Stacey, who thought his sister was being badly scolded for no reason at all, gave her a sly friendly smile, at which her face brightened. She recovered so quickly, indeed, and her husband had shown, throughout, such absence of any discomfort, that Stacey concluded Julie must be inured to this sort of harshness. He tried to remember whether his father had always been so sharp with her, but couldn’t.

“Jimmy would have had his chance, no doubt,” Mr. Carroll remarked, “if the war had lasted a few months longer, as it should have.” He frowned. “I believe,” he went on solemnly, “that the Armistice will prove to be the biggest disaster the world has ever known.” And he looked about him fiercely.

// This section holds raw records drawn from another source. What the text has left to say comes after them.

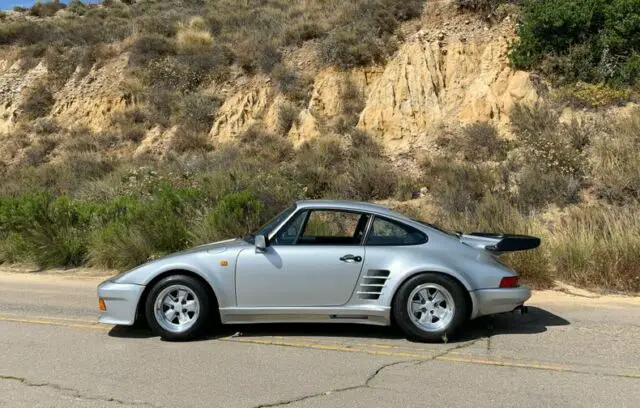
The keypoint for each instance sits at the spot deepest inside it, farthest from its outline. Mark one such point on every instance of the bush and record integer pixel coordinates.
(587, 40)
(457, 187)
(52, 230)
(185, 140)
(316, 167)
(197, 111)
(478, 142)
(292, 85)
(303, 31)
(46, 9)
(352, 103)
(193, 37)
(352, 46)
(151, 226)
(493, 214)
(369, 178)
(553, 156)
(149, 47)
(593, 95)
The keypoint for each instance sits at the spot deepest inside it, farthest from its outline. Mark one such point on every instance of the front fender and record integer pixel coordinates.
(206, 265)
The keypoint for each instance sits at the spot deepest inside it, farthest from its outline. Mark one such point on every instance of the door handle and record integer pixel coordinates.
(351, 258)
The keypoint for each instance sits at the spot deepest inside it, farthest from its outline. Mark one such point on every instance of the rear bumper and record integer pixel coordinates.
(121, 301)
(492, 301)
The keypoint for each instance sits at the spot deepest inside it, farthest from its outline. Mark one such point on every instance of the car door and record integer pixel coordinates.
(314, 260)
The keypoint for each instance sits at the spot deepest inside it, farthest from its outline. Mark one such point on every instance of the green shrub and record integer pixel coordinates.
(236, 215)
(151, 226)
(352, 103)
(587, 40)
(54, 229)
(457, 187)
(553, 158)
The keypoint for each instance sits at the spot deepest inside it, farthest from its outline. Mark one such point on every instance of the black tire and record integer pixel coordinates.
(200, 323)
(402, 316)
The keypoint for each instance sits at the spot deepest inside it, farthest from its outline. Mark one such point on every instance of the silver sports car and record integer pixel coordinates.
(325, 261)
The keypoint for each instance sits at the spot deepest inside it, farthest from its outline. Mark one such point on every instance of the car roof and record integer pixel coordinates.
(348, 205)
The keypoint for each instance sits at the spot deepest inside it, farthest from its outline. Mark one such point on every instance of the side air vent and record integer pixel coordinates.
(372, 283)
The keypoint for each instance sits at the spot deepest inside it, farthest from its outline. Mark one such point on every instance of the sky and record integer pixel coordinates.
(8, 4)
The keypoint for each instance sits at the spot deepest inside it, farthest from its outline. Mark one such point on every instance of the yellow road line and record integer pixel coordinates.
(62, 323)
(449, 357)
(445, 357)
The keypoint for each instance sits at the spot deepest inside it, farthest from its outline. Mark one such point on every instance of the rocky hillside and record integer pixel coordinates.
(449, 70)
(132, 129)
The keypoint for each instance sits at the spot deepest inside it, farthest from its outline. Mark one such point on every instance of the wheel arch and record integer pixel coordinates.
(456, 279)
(215, 305)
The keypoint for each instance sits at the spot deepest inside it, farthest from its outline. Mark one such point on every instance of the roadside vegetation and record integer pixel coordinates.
(71, 197)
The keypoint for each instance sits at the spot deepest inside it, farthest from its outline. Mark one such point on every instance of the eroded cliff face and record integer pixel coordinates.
(429, 85)
(444, 74)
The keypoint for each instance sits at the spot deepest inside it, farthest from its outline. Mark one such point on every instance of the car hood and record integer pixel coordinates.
(213, 247)
(133, 275)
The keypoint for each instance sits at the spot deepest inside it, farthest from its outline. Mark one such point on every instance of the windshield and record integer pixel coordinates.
(268, 227)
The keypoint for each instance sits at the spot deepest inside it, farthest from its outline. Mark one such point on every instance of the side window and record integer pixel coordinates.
(326, 227)
(288, 234)
(387, 232)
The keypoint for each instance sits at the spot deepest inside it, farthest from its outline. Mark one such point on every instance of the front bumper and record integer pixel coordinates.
(492, 301)
(121, 300)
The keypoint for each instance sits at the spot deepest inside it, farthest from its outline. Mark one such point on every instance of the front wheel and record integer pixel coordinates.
(430, 307)
(177, 308)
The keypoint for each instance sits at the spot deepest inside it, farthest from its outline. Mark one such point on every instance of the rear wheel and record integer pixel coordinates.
(177, 308)
(430, 307)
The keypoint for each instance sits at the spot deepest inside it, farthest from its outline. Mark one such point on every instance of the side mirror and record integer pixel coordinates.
(260, 243)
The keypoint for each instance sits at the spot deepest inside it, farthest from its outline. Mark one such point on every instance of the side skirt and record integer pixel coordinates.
(379, 316)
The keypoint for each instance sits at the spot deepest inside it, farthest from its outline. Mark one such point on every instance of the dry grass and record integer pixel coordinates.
(598, 247)
(616, 160)
(193, 37)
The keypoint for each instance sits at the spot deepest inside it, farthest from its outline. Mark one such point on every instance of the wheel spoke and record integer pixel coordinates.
(191, 306)
(183, 318)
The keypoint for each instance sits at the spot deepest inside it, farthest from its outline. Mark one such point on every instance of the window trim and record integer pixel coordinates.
(308, 211)
(392, 221)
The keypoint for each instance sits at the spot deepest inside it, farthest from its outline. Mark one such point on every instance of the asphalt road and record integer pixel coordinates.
(568, 351)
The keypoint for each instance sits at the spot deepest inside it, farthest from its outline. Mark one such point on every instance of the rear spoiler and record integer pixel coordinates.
(499, 243)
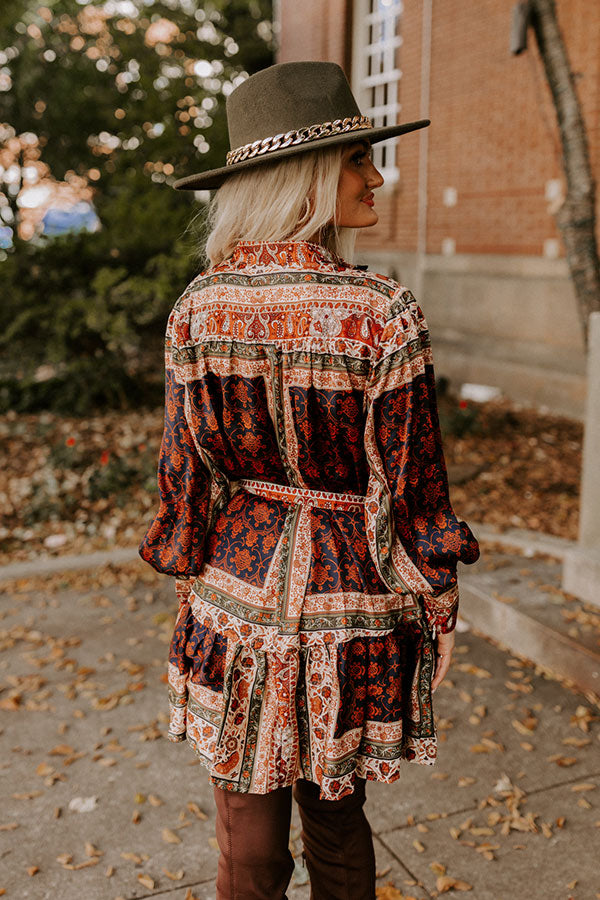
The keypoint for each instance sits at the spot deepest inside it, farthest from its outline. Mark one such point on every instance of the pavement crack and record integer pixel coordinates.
(170, 890)
(417, 881)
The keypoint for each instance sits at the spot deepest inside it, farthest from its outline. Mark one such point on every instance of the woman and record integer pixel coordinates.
(304, 505)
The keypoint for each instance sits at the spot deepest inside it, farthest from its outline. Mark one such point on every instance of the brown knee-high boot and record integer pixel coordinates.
(253, 834)
(338, 846)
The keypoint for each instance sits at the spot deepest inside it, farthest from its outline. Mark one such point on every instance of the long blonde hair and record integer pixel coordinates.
(294, 199)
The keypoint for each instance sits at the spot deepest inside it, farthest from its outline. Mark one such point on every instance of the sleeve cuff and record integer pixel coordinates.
(441, 612)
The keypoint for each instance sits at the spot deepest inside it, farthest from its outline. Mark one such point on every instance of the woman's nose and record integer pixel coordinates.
(374, 176)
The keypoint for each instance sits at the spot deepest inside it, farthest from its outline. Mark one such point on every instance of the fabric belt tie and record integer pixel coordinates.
(305, 496)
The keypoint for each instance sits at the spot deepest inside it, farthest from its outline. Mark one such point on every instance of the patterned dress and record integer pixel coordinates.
(304, 513)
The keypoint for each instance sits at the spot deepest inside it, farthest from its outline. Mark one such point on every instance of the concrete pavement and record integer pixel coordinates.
(97, 804)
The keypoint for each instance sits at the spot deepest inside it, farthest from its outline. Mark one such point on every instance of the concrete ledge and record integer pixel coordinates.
(581, 574)
(529, 638)
(526, 542)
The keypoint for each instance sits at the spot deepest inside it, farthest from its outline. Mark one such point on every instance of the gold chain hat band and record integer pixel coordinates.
(301, 136)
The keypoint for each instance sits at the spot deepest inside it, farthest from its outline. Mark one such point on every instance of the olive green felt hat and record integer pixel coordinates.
(287, 109)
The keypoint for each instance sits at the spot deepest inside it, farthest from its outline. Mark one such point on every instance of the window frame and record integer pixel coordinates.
(365, 85)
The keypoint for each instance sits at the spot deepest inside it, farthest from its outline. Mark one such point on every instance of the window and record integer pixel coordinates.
(376, 72)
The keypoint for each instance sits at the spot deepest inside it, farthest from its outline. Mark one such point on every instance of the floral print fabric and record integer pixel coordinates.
(304, 513)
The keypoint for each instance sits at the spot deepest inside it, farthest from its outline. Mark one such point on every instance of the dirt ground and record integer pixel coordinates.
(75, 485)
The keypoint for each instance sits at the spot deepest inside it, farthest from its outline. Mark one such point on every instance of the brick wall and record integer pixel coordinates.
(493, 138)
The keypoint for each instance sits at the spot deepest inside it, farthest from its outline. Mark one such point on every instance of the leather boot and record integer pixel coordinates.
(338, 845)
(253, 832)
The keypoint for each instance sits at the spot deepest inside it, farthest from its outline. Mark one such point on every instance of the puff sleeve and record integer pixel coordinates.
(415, 538)
(174, 542)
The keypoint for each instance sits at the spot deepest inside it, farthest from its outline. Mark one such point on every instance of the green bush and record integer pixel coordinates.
(81, 329)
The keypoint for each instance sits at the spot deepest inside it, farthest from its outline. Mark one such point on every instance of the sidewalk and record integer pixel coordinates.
(512, 808)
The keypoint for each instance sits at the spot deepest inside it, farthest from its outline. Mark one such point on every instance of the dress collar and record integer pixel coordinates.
(290, 254)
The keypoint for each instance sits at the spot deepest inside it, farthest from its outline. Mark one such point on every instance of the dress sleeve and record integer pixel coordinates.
(415, 538)
(174, 542)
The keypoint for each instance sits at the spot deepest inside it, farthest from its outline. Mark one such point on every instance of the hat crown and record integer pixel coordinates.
(286, 97)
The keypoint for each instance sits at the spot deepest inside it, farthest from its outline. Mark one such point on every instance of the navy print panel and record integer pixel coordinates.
(198, 651)
(329, 426)
(244, 537)
(341, 560)
(409, 441)
(231, 419)
(376, 677)
(174, 543)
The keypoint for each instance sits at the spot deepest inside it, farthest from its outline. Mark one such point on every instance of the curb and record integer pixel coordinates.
(529, 638)
(528, 542)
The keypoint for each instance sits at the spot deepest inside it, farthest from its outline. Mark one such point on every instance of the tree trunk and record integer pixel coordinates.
(576, 218)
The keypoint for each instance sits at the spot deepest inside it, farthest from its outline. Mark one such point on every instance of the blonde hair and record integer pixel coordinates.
(294, 199)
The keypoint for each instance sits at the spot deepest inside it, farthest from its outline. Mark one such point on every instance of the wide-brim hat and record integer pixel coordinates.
(291, 108)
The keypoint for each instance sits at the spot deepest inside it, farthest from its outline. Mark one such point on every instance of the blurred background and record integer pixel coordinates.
(104, 104)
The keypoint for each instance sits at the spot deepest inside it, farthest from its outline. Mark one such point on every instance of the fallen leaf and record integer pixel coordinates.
(466, 780)
(83, 804)
(84, 865)
(61, 750)
(447, 883)
(472, 670)
(389, 892)
(563, 761)
(195, 809)
(174, 876)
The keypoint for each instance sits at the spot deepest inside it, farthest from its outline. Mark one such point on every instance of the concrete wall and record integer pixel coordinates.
(505, 321)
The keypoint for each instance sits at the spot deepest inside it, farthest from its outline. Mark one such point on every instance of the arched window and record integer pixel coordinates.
(376, 72)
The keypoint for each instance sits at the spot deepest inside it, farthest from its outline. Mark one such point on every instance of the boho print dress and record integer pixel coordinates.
(304, 513)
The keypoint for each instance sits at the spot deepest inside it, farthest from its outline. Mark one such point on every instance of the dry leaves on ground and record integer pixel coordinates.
(77, 485)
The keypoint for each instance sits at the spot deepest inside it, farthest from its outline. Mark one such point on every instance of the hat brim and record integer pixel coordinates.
(214, 178)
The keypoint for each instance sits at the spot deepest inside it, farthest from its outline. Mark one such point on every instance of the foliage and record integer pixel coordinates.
(119, 99)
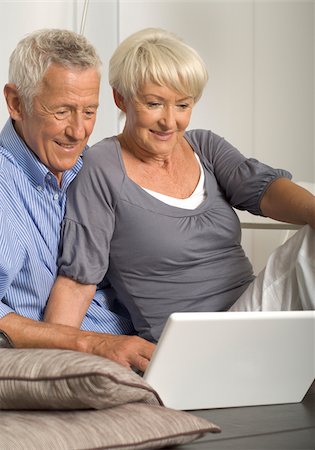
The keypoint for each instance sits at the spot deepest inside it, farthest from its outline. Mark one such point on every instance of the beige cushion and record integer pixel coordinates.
(64, 379)
(130, 426)
(124, 411)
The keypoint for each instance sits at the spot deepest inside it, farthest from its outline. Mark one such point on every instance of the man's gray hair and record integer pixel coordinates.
(37, 51)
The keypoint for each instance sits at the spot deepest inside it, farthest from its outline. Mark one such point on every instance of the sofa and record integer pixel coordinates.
(62, 399)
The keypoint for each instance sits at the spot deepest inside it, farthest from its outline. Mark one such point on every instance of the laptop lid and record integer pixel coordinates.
(231, 359)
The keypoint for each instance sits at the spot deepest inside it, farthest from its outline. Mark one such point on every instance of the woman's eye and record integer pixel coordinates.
(153, 104)
(183, 105)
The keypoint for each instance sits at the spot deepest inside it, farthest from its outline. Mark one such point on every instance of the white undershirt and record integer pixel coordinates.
(191, 202)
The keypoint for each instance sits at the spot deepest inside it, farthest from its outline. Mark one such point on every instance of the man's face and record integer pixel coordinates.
(62, 118)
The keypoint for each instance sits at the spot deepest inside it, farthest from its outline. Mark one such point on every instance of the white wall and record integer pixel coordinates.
(260, 56)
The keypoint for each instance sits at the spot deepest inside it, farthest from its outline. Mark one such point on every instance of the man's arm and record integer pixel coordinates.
(130, 351)
(68, 302)
(288, 202)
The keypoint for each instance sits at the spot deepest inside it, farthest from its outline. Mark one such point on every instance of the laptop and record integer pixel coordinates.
(229, 359)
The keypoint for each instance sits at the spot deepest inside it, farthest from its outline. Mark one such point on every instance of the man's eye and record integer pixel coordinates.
(89, 114)
(153, 104)
(62, 114)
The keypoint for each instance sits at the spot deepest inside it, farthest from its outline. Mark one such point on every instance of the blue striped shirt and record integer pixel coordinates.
(32, 207)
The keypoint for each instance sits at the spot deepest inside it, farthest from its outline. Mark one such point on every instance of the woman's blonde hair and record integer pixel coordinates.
(157, 56)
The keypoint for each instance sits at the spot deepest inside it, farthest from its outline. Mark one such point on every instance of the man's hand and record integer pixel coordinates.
(130, 351)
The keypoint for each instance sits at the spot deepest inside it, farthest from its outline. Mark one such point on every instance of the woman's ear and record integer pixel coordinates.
(13, 100)
(119, 100)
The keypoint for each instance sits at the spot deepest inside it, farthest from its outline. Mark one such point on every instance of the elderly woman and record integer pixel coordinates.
(152, 208)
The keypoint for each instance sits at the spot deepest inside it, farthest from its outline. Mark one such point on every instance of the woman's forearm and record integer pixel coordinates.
(288, 202)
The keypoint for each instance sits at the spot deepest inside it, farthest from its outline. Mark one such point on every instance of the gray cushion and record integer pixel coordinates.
(130, 414)
(130, 426)
(64, 379)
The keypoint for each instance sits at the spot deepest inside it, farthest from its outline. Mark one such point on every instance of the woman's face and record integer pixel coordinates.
(157, 119)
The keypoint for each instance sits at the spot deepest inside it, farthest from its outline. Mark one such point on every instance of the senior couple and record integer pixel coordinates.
(99, 246)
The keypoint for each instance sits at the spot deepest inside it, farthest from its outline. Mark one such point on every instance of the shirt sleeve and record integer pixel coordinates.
(87, 227)
(10, 261)
(243, 180)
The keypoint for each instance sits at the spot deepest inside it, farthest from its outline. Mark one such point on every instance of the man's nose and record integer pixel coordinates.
(76, 126)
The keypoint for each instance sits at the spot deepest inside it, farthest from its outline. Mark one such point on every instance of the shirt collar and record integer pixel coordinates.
(33, 168)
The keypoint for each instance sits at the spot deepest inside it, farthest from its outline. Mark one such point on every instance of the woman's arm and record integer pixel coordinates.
(288, 202)
(68, 302)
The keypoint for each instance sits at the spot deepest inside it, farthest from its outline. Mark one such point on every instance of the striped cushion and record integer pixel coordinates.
(64, 379)
(124, 412)
(130, 426)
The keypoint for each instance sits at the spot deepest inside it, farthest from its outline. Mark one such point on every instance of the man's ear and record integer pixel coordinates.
(119, 100)
(13, 100)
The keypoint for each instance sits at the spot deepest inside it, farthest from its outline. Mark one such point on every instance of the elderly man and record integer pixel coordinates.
(52, 98)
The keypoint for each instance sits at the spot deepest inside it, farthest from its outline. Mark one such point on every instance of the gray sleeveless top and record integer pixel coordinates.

The first time that Stacey had heard this sentiment expressed (at tea, in Rome, at the house of an elderly American gentleman whom every one cultivated because he mysteriously always had butter and sugar), he had first felt genuine horror, and then immediately had flown into a white ungovernable rage during which he said things that had reduced the kindly old gentleman, who was used to having every one pleasant, to a state of helpless trembling discomfort. However, by now Stacey was growing used to the sentiment (it had been mentioned, for instance, on the boat, and the smoking-room of the Pullman car had rung with it). It no longer produced in him any emotion save a weary scorn.